Kora supports both annotation-based AOP usage and imperative fallback usage through FallbackManager. In this guide we use the AOP style because it keeps the explanation close to the existing service method.

After compilation, the generated proxy shows the fallback decision next to the original call:

guides/guide-resilient-app/build/generated/sources/annotationProcessor/java/main/ru/tinkoff/kora/guide/resilient/service/$UserService__AopProxy.java
private UserResponse _createUser_AopProxy_FallbackKoraAspect(UserRequest request) {
    try {
        return super.createUser(request);
    } catch (Throwable _e) {
        if (fallback1.canFallback(_e)) {
            return createUserFallback(request);
        } else {
            throw _e;
        }
    }
}


@Override
public UserResponse createUser(UserRequest request) {
    return this._createUser_AopProxy_FallbackKoraAspect(request);
}
guides/kotlin/guide-kotlin-resilient-app/build/generated/ksp/main/kotlin/ru/tinkoff/kora/guide/resilient/service/$UserService__AopProxy.kt
private fun _createUser_AopProxy_FallbackKoraAspect(request: UserRequest): UserResponse = try {
  super.createUser(request)
} catch (_e: Throwable) {
  if(fallback1.canFallback(_e)) {
    createUserFallback(request)
  } else {
    throw _e
  }
}

override fun createUser(request: UserRequest): UserResponse =
    _createUser_AopProxy_FallbackKoraAspect(request)

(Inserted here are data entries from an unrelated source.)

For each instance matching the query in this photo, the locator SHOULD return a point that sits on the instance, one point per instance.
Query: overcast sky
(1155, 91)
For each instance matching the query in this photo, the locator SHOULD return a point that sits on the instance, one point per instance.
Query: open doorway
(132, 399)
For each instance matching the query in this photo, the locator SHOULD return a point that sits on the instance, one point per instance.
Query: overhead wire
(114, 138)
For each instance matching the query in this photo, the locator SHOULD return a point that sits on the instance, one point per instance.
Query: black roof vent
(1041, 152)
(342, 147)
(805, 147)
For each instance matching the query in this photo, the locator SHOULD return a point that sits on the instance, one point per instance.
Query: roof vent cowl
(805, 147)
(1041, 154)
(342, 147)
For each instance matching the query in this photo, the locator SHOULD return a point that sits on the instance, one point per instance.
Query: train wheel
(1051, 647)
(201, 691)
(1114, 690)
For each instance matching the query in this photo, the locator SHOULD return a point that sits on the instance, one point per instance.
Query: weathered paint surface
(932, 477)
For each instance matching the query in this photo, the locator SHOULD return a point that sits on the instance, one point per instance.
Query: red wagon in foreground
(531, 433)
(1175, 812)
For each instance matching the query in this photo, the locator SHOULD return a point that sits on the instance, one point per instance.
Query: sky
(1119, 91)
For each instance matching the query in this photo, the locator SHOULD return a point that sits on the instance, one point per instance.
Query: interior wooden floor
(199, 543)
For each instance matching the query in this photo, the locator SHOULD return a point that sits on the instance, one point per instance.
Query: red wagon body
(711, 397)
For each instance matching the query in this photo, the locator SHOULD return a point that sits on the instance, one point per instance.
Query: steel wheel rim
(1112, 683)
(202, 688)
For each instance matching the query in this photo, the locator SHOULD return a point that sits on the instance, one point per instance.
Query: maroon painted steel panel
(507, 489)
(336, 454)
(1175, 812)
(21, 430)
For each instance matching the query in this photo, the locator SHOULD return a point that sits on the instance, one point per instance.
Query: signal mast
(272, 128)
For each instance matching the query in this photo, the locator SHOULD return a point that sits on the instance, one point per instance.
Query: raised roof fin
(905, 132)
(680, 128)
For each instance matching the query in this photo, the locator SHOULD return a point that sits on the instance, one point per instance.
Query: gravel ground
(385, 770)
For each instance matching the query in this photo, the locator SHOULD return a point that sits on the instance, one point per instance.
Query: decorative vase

This makes the fallback rule concrete: Kora first calls super.createUser(request), and only if that call throws does it ask fallback1.canFallback(_e) before invoking createUserFallback(request).

Timeout

Timeout keeps slow operations from consuming resources indefinitely. Even when a failure is rare, a hanging call can still damage the whole application by tying up threads and request capacity.

Kora supports timeout both through annotations and through TimeoutManager. Here we keep the annotation approach because it reads naturally on the existing method.

Timeout is useful when:

  • slow operations are worse than fast failure
  • the caller needs a predictable upper bound on latency
  • you want retries or circuit breakers to work on top of a bounded execution time

Use it carefully when:

  • the timeout is shorter than normal healthy latency
  • the operation has side effects that may continue after the caller times out
  • you stack retries on top of timeouts without thinking about total worst-case latency

Timeout itself is duration-based, but when you combine it with retry, circuit breaker, or fallback, the resulting exception flow still determines what happens next. That means later layers may or may not react to timeout exceptions depending on their configured predicates. See the composition details in the Resilient documentation.

Now add timeout config for deleteUser().

src/main/resources/application.conf:

For the full configuration reference, see Resilient.

resilient {
  retry {
    default {
      delay = 20ms //(1)!
      attempts = 3 //(2)!
      delayStep = 20ms //(3)!
    }
  }
  timeout {
    default {
      duration = 100ms //(4)!
    }
  }
}
  1. Initial delay before a retry attempt.
  2. Maximum number of retry attempts.
  3. Delay increment between retry attempts.
  4. Timeout duration for the protected operation.
resilient:
  retry:
    default:
      delay: 20ms #(1)!
      attempts: 3 #(2)!
      delayStep: 20ms #(3)!
  timeout:
    default:
      duration: 100ms #(4)!
  1. Initial delay before a retry attempt.
  2. Maximum number of retry attempts.
  3. Delay increment between retry attempts.
  4. Timeout duration for the protected operation.

src/main/java/ru/tinkoff/kora/guide/resilient/service/UserService.java:

@Timeout("default")
public void deleteUser(String id) {
    boolean deleted = userRepository.deleteById(id);
    if (!deleted) {
        throw HttpServerResponseException.of(404, "User not found");
    }
}

src/main/kotlin/ru/tinkoff/kora/guide/resilient/service/UserService.kt:

@Timeout("default")
open fun deleteUser(id: String) {
    val deleted = userRepository.deleteById(id)
    if (!deleted) {
        throw HttpServerResponseException.of(404, "User not found")
    }
}

The endpoint stays DELETE /users/{userId}. Only the service method changes.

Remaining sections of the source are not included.